Traditional versus Modern Ways of Knowing

Zadie Smith explores the tensions between faith and science, old and new, and the traditional and the modern as ways of knowing and experiencing the world. In the context of the immigrant experience in late 20th-century England, these dichotomies are often aligned with another: East and West. The several generations portrayed in White Teeth interpret, embrace, and reject these dichotomies in different ways. These dualities are closely intertwined with issues of identity, and Smith portrays the ways identities shift as characters align and realign themselves within the framework of these dichotomies.

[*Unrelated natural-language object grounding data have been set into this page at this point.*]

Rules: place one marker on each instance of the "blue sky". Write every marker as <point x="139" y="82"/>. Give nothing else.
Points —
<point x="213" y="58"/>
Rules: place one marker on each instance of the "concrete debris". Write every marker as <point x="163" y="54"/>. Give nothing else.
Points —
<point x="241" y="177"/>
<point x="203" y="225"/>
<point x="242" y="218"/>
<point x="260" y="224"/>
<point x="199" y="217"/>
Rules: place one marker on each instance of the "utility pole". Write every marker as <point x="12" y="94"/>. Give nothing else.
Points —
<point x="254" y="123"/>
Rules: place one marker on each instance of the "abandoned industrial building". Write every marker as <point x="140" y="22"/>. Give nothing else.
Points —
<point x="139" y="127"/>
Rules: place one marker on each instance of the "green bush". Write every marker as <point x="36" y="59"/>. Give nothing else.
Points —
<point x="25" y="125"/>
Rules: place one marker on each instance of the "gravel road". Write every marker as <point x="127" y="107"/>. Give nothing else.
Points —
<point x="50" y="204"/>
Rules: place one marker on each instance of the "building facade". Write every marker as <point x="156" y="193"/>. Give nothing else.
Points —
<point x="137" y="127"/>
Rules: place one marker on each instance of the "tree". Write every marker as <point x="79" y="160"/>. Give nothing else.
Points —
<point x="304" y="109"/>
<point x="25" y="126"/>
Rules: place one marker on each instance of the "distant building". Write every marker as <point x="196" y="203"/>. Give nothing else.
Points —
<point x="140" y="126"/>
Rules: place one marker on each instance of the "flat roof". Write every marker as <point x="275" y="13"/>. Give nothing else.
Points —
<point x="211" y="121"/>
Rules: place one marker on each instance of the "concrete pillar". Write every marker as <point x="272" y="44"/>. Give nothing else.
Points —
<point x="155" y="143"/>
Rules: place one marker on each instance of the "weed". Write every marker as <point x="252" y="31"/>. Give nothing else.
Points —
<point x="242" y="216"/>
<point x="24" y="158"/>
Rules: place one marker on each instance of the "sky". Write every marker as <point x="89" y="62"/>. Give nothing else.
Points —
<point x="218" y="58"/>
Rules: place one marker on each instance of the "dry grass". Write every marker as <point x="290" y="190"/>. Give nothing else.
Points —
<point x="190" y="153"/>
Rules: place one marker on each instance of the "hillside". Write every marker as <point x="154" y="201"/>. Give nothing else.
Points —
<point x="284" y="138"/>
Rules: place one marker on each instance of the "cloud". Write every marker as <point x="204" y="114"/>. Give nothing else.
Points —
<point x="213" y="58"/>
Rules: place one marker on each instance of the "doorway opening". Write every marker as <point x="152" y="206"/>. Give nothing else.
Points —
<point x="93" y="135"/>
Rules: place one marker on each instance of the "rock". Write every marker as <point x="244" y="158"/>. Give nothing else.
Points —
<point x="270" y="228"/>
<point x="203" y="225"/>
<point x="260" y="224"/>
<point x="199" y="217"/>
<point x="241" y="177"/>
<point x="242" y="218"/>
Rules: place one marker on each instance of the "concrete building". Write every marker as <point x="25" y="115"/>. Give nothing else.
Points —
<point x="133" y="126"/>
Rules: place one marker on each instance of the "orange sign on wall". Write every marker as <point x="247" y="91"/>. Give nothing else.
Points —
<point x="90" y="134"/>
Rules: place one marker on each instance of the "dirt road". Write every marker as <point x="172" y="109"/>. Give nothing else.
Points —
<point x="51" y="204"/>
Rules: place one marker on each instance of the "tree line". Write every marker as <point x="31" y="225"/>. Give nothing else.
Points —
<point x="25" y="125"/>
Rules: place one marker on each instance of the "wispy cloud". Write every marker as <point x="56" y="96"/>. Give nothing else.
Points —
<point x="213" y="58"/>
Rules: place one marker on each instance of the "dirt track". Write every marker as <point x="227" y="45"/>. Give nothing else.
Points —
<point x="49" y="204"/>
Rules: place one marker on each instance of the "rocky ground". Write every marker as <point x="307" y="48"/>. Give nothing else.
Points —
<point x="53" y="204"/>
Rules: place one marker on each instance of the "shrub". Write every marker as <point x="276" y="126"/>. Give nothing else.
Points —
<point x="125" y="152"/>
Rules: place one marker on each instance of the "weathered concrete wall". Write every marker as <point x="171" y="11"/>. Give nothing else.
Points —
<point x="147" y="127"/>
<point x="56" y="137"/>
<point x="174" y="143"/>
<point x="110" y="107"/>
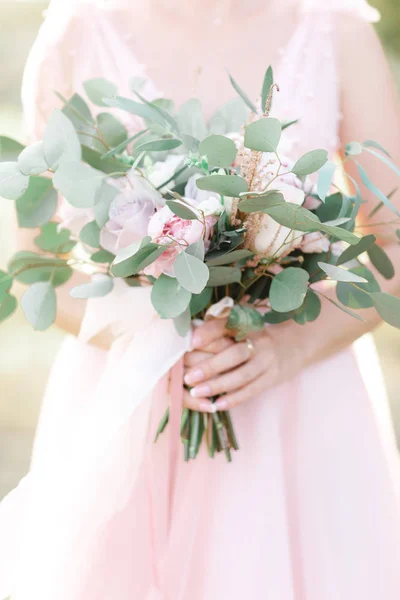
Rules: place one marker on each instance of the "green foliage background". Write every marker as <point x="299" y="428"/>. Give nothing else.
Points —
<point x="26" y="356"/>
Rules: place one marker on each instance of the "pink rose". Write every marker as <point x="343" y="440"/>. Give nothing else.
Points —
<point x="313" y="243"/>
<point x="166" y="228"/>
<point x="129" y="214"/>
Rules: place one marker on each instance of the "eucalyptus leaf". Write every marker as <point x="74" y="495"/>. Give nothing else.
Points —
<point x="8" y="306"/>
<point x="226" y="185"/>
<point x="353" y="251"/>
<point x="31" y="161"/>
<point x="37" y="204"/>
<point x="101" y="285"/>
<point x="169" y="298"/>
<point x="310" y="162"/>
<point x="354" y="297"/>
<point x="39" y="305"/>
<point x="98" y="89"/>
<point x="13" y="183"/>
<point x="60" y="140"/>
<point x="388" y="308"/>
<point x="381" y="261"/>
<point x="263" y="135"/>
<point x="191" y="272"/>
<point x="220" y="150"/>
<point x="78" y="183"/>
<point x="288" y="289"/>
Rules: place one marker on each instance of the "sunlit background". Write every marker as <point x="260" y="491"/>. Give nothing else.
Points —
<point x="25" y="356"/>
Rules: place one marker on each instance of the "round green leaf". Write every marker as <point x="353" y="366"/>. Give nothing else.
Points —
<point x="263" y="135"/>
<point x="60" y="140"/>
<point x="13" y="183"/>
<point x="388" y="308"/>
<point x="220" y="150"/>
<point x="39" y="305"/>
<point x="226" y="185"/>
<point x="310" y="162"/>
<point x="288" y="289"/>
<point x="169" y="298"/>
<point x="191" y="272"/>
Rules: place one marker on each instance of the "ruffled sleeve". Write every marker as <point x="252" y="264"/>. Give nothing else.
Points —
<point x="359" y="8"/>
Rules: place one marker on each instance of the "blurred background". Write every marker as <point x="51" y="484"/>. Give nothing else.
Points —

Both Hortense Bowden and Samad Iqbal, each a first-generation immigrant, rely on their religion to understand the complexities of modern life. While Samad's Islam has precolonial historical roots in his homeland of Bangladesh, the religion of the Jehovah's Witnesses Hortense practices was founded in the late 19th century in the United States, from which it spread to Jamaica, then a British colony. Nonetheless, Hortense and Samad both believe the will of man must submit to the will of God, a belief that causes them both to reject modern science, embodied by the work of Marcus Chalfen, as immoral. Both also reject certain aspects of the "mixing" that happens when immigrants assimilate into a new society. Hortense disowns her daughter, Clara, for marrying white Archie Jones, because she wants the family's "blackness" to be maintained. Samad ultimately rejects both his sons because neither fulfills his vision of what a traditional young Muslim man should be. The Islam Millat Iqbal embraces is a radical politicized version rejected by the clerical establishment. This "new" Islam has little in common with Samad's "old" Islam; Samad sees KEVIN as a group of thugs rather than a proper religious community. Magid, to Samad's horror and surprise, becomes an atheist and intellectual in the Western tradition, even though Samad sends him from "new" England to "old" Bangladesh to prevent this from happening.

The Chalfens, as liberal, white, intellectual Brits, profess an alignment with science and rationality, a strong preference for the modern, and a rejection of older ways of knowing. However, their treatment of Irie Jones and Millat Iqbal is not as rational or as enlightened as the Chalfens think. The Chalfens are enacting an old story in a modern context, taking it upon themselves to bear the so-called "white man's burden," of bringing civilization and culture to the unenlightened brown-skinned people of the world. In Part 4, Chapter 16, when Joyce Chalfen tells Irie Jones that Millat's troubles come from his undiagnosed ADHD, Irie scoffs: "Joyce, he hasn't got a disorder, he's just a Muslim." Joyce cannot understand Millat's struggle to come to terms with the complexities of his identity as a first-generation Muslim Brit except in terms of a modern psychiatric disorder. Irie sagely points out that Millat is wrestling with questions of history, faith, and modernity, indeed of identity—and psychiatric drugs are the wrong tool for such a struggle.